怯え
扉が開き、女がひとり入ってくる。
アグノティタの身の回りの世話をしてくれる女だ。
名前は知らない。
名前だけではない。アグノティタは彼女について、何ひとつ知らなかった。
離宮には、今までアグノティタについていた従者はひとりもいなかった。
全てイーオンが新しく手配した。
アグノティタは女に色々と話しかけた。
「今日はいいお天気ね」
「寒くなってきたから、暖かくして過ごしてね」
「こんな辺鄙な所じゃ、あなたも退屈でしょう」
話す相手が女しかいないこともある。
仲良くなって、あばよくば脱出するのを手伝って欲しい。そういう打算もあった。
せめて、アウラがどうしているかだけでも教えて欲しかった。
しかし女は、頑なに口をきかなかった。
人は、ここまで無言になれるものだろうか。
アグノティタは不思議だった。
イーオンからの指示があったとしても、何かの弾みで声を上げることくらい、あってもいいはずだ。
しかしそれもない。
機械のように動く女を、アグノティタはじっと観察した。
するとアグノティタは、あることに気付いた。
女はいつも、同じスカーフを首に巻いている。
お気に入りなのだろうか。
話の突破口を探っていたアグノティタは、これだと思った。
今日も同じスカーフを巻いている。
アグノティタは、女の首元に手を伸ばした。
「素敵なスカーフね」
別に触ろうと思った訳ではない。話のきっかけにとした、何気ない仕草だ。
しかし彼女はアグノティタの手を激しく払った。
その勢いにアグノティタは驚いた。払われた手がピリピリと痛い。
彼女を見ると、スカーフを抑え、うずくまっていた。
怯えている。
肩を震わせ、身を縮ませ、絶対に触れるなと全身で訴えている。
何が彼女をそこまで怯えさせるのか。
口から空気の漏れる音がしている。しかし声は出ていない。
アグノティタの脳裏に、嫌な予感が走る。
「あなた……まさか……」
アグノティタは転がり落ちるようにベッドから降りた。
うずくまる女の肩に手をかける。
「ねぇ、スカーフを取ってくれない?」
女が激しく首を振る。
「お願い。少しでいいの」
女はスカーフを握りしめ、肩を丸め、ますます縮こまった。
呼吸音だけが響く。
「……イーオンなの?」
女の肩がびくっと震える。
「イーオンには言わないから。
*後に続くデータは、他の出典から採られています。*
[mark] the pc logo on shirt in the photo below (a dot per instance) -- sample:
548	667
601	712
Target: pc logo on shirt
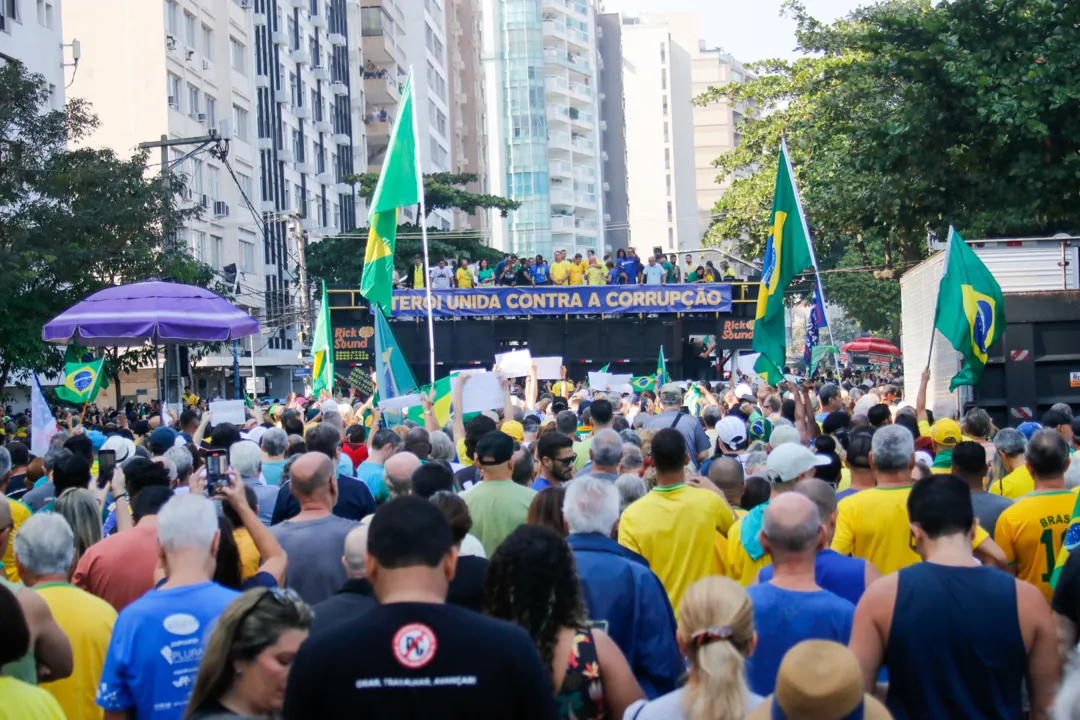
415	646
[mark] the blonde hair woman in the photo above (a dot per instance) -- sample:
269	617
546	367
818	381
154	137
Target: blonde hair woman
79	507
716	636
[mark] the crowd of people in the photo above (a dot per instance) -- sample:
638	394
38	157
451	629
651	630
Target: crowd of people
625	268
814	549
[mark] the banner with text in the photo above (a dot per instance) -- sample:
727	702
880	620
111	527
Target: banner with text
572	300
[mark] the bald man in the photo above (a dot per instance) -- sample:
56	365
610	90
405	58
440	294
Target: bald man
314	539
792	607
50	657
397	472
356	595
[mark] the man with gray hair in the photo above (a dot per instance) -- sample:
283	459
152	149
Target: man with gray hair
689	428
170	622
356	595
619	588
792	607
44	548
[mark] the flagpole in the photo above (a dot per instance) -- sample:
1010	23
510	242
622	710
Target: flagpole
423	239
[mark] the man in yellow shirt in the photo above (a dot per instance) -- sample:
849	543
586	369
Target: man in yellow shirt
561	269
674	526
785	466
1030	531
463	274
43	552
1017	481
874	524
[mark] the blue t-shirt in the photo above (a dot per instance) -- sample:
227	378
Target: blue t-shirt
783	619
157	646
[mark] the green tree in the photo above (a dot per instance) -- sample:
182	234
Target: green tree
72	222
902	119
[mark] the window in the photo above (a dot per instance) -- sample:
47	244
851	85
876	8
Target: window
216	250
237	53
199	245
240	122
213	184
174	91
189	29
192	102
207	42
246	256
210	105
172	12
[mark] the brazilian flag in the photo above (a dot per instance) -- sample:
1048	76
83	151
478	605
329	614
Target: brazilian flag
399	187
971	312
787	253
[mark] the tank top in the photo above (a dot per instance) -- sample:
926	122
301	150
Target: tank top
955	647
26	667
581	695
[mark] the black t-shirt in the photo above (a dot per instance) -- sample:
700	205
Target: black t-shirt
1067	594
417	661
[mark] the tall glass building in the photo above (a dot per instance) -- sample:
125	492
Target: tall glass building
541	64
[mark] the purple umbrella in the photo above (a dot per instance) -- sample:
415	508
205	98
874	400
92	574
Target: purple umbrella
162	313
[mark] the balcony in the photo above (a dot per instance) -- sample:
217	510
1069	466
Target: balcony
379	89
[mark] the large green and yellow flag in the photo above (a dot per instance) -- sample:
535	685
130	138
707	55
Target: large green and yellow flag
400	186
322	350
81	379
787	253
971	312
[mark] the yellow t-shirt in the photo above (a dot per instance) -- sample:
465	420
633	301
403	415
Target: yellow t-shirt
738	564
1015	485
559	271
248	554
1030	532
577	270
25	702
595	275
674	529
88	622
873	525
19	513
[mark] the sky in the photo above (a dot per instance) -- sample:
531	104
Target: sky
748	29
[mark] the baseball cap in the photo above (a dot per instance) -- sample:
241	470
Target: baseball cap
121	446
732	432
495	448
791	460
514	429
819	679
1028	429
163	436
946	432
671	393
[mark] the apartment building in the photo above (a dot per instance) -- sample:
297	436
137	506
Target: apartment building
30	34
543	123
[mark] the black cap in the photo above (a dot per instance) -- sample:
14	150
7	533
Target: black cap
495	448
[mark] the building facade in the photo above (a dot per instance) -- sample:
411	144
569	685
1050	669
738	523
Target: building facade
543	123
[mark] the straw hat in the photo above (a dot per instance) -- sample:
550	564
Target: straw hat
820	680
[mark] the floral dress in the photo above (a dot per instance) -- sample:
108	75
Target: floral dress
581	695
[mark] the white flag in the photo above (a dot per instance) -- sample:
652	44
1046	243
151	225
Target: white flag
43	425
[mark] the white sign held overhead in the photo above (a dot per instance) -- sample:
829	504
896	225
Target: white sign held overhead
514	364
549	368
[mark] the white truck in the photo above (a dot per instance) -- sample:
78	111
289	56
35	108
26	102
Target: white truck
1018	265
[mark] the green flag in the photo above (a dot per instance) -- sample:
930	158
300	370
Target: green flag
322	350
392	370
399	187
971	312
787	253
81	380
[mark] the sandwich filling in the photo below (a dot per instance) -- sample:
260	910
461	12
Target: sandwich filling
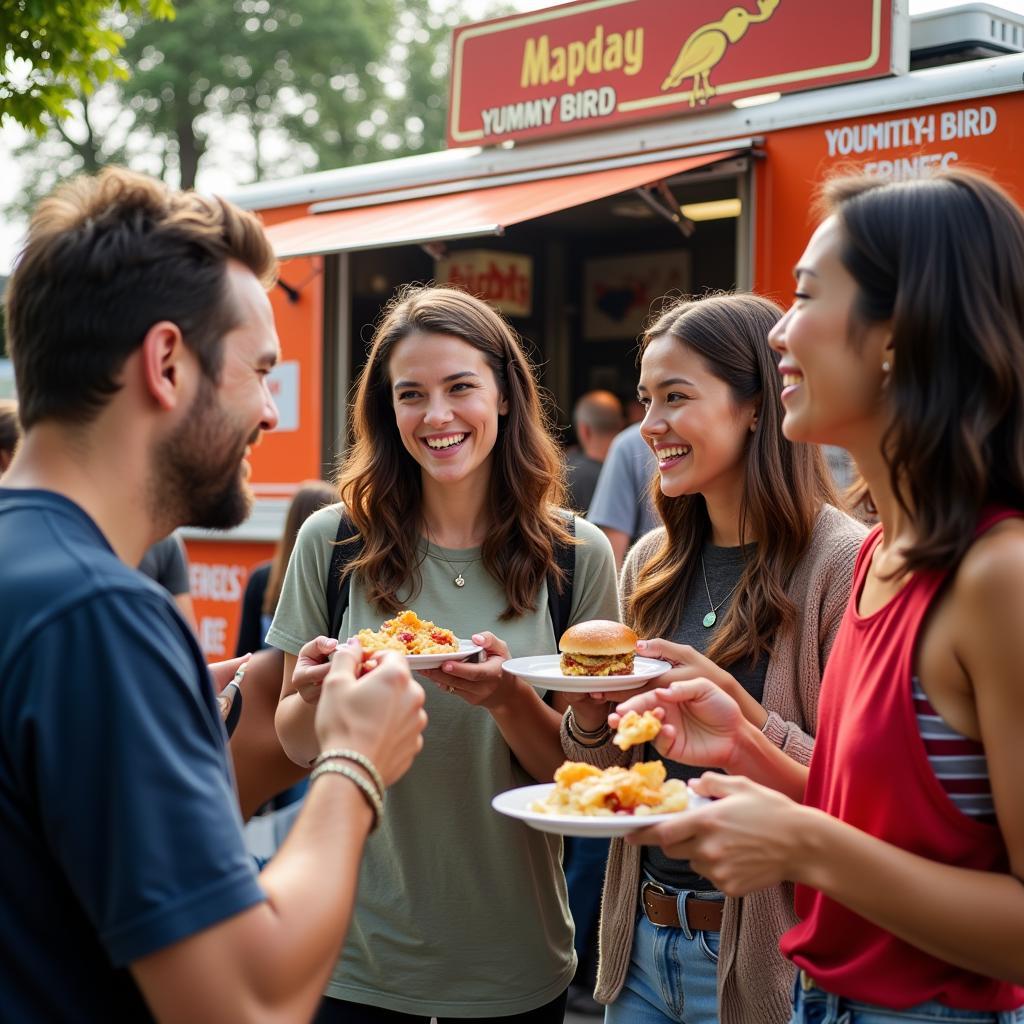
597	665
お願い」
アグノティタはゆっくりと手を伸ばした。
スカーフを外す。
「酷い……」
女の喉には、大きな傷があった。
おそらく声帯を切り取られた跡だろう。
「私のせいなのね……」
余計なことを喋らせない為、イーオンがしたのだろう。
アグノティタは泣いた。泣くことしか出来なかった。
どう詫びればいいかわからない。
アグノティタが出来ることは、何もない。
「ごめんなさい」
アグノティタは女の肩を抱き、泣き続けた。